By Taha Özhan
"Once this border was wide open, as Turkey allowed rebel groups of any stripe easy access to the battlefields in Syria in an effort to topple President Bashar al-Assad. But that created fertile ground in Syria for the development of the Sunni militant group that launched a blitzkrieg in Iraq this month, the Islamic State of Iraq and the Levant [ISIL]."
These lines were taken from a New York Times article, titled “After Opening the Way to Rebels, Turkey is a Paying Heavy Price,” penned by Ben Hubbard and Ceylan Yengisu. The article’s title repeats the worn out cliché that the Western media has been using since the beginning of the Syrian uprising. The article does not offer any serious evidence to support its bold claim. Despite the fact that it never explicitly claims Turkey created the chaos, the article concludes, “Now, with the rise of ISIL, the Turkish government is paying a steep price for the chaos it helped create.” In an effective display of journalism, the authors seek support for the conclusion they reach by way of the truckers, through sources who are neither experts on Syria nor Iraq, but who have been outspokenly critical of Turkey’s foreign policy on both. No doubt, those sources support this conclusion, and the NYT article is considered a fine example of journalism on Turkey.
No doubt, Turkey’s foreign policy on Syria and Iraq has had its share of fluctuations over the years. However, to paint Turkey as the culprit of the Syrian and Iraqi crisis undermines the gravity of the situation, to say the least. Especially the claim that Turkey was instrumental on the emergence and growth of ISIL is a claim — if it is not outright ignorant — that seems to serve a particular agenda. Just a working knowledge of geography is enough to disprove it. ISIL, which emerged in Iraq, did not need the Turkish border to get into Syria.

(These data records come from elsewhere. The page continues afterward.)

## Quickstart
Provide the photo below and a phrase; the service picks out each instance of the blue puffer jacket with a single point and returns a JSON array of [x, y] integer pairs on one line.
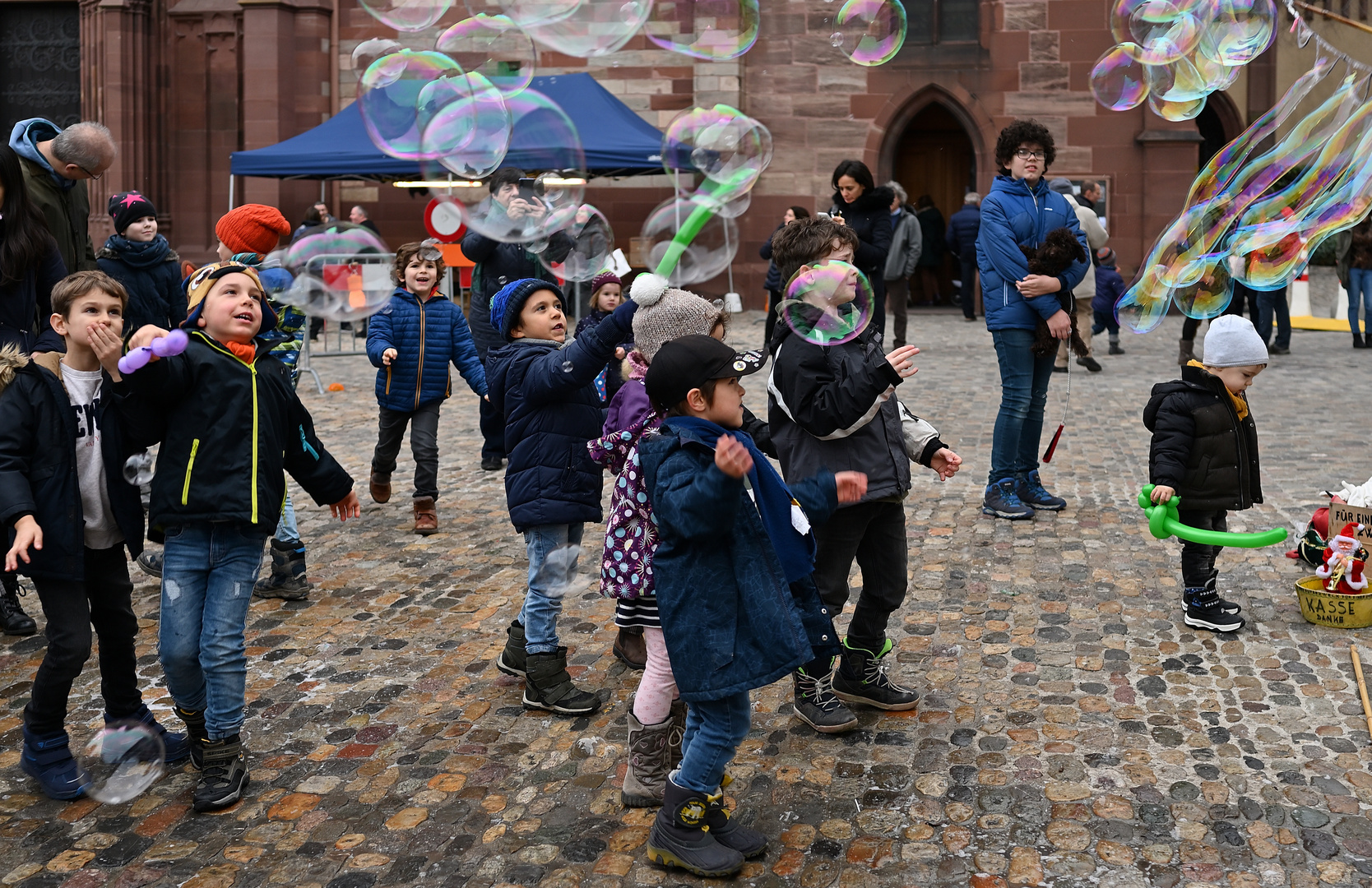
[[1012, 215], [546, 394], [425, 336], [729, 619]]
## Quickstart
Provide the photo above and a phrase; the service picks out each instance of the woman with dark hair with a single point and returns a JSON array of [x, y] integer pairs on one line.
[[774, 284], [866, 210]]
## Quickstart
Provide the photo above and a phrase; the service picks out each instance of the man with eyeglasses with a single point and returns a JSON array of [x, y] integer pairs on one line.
[[57, 165], [1020, 211]]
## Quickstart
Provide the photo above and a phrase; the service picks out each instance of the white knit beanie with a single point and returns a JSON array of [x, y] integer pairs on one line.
[[1232, 342]]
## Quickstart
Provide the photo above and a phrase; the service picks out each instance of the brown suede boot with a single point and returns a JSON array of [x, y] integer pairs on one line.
[[425, 516]]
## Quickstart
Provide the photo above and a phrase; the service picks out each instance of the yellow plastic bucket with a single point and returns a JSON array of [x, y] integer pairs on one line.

Anyone who can read a map can see there is a 600 km border between Iraq and Syria. Furthermore, the political conditions that made ISIL possible have nothing to do with Turkey. Anyone who gives the situation serious consideration can see the emergence of organizations such as ISIL is the byproduct of the U.S. invasion of Iraq.
Similarly, it was the U.S. foreign policy on Syria, – the denouncement of which led two American diplomats to resign from their post - that brought about the current circumstance of the crisis in Syria. Careful evaluation of Fred Hoff’s and Robert Ford’s critique of the U.S. policy on Syria clearly shows the factors and actors that contributed to the crisis in Syria. The current chaos in Iraq and Syria can be blamed on the United States’s passive support of those who fought tooth and nail to keep the Baath regime alive, as much as it can be blamed on al-Assad.
As such, the question of what exactly Turkey did to bring about the chaos in Syria seriously needs to be attended to. An analysis - beyond the public diplomacy and intelligence manipulations that do not rely on any evidence - is needed. It is highly probable that such an analysis will state that despite minor conjectural and tactical errors, Turkey not only did not contribute to the crisis, but to a great extent it absorbed the impact of the crisis.